10.06.2009 | Czytano: 1518

Panie biją panów

Rekordową obsadę miały maratony z cyklu Eska Fujifilm. Ponad 1500 kolarzy pojawiło się na starcie w Piechowicach, a nazajutrz w Jeleniej Górze, a w tym towarzystwie znaleźli się również kolarze Górskich Orłów Kelly’s Team z Nowego Targu. W klasyfikacji drużynowej w pierwszym dniu zajęli piąte miejsce, zyskując 2445 punktów, nazajutrz poprawili się o jedną lokatę, a i punktów zgromadzili o 137 punktów więcej. Indywidualnie lepiej zaprezentowały się panie niż panowie. Częściej stawały na podium.

- W Piechowicach trasa wiodła drogami szutrowymi. Były szybkie podjazdy i jeszcze szybsze zjazdy – mówi szef grupy Kelly’s, Jan Blańda. - Na zawodników pokonujących dystans Giga czekała niespodzianka, leśny dukt, który na końcu przechodził w ścieżkę pokrytą trawą, w dodatku podmokłą. Tutaj były usytuowane najcięższe podjazdy i zjazdy.
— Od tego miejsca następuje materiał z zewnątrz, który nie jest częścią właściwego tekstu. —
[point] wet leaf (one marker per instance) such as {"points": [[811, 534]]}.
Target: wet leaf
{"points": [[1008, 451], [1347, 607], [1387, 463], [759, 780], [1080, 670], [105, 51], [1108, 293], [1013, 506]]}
Ostatnie 5 km okazało się być najdłuższe na całej trasie. Zmęczenie i śliskie, błotniste zjazdy stały się przyczyną upadków, na szczęście nie groźnych. Nazajutrz w Jeleniej Górze, po deszczowej nocy, wyjrzało słońce. Niestety drogi nie wyschły i kolarze taplali się w błoci. W grzęzawiskach tylne koło nie chciało się kręcić. Wszystkim przyszło walczyć ze spowalniającym wpływem gęstej mazi oblepiającej elementy roweru. Trasa została zgodnie określona jako najtrudniejsza z dotychczasowych w serii.

W obu wyścigach dwukrotnie pierwsza na dystansie Giga w K2 była Anna Kowalczyk. Na drugim miejscu w K3 w Piechowicach finiszowała Katarzyna Galewicz.

Na dystansie Mega najszybsza w obu startach w K2 okazała się Katarzyna Polakowska, a w K3 Elżbieta Spławska.

Na „pudle” na jego najniższym stopniu dwa razy stawał Konrad Bochenek w M1. Mariusz Ciekliński z M3 w pierwszym starcie był drugi, a nazajutrz trzeci. Świetnie w pierwszym dniu pojechał znany z narciarskich tras Mieczysław Berezik. Minął linię mety na trzecim miejscu w kategorii M5.

W Jeleniej Górze i Piechowicach dwukrotnie na dystansie Giga najlepszym okazał się Bogdan Czarnota z Kross Racing Team. Łopuszanin Albert Głowa ukończył zmagania na 12. i 7. pozycji. Z kolei Dawid Nowicki dotarł do mety na 56. i 9 miejscu. W pierwszym dniu Tomasz Ziembla finiszował na 7. pozycji, a nazajutrz nie ukończył wyścigu. To wszystko działo się w kategorii M2. Z kolei w M3 Mirosław Bieniasz najbliżej „pudła” był Piechowicach. Dotarł do mety na piątym miejscu. W Jeleniej Górze sklasyfikowany został trzy pozycje niżej.

Na dystansie Mega 16. i 14. w M2 był Mateusz Wzorek, a w M4 Grzegorz Niewiński – 30. i 26. W M5 Remigiusz Zachara z Rabki Zdroju finiszował w Piechowicach na siódmej pozycji. Jan Blańda ukończył wyścigi na 19. i 18. miejscu. W K4 Anna Niewińska sklasyfikowana została na miejscach 4. i 5.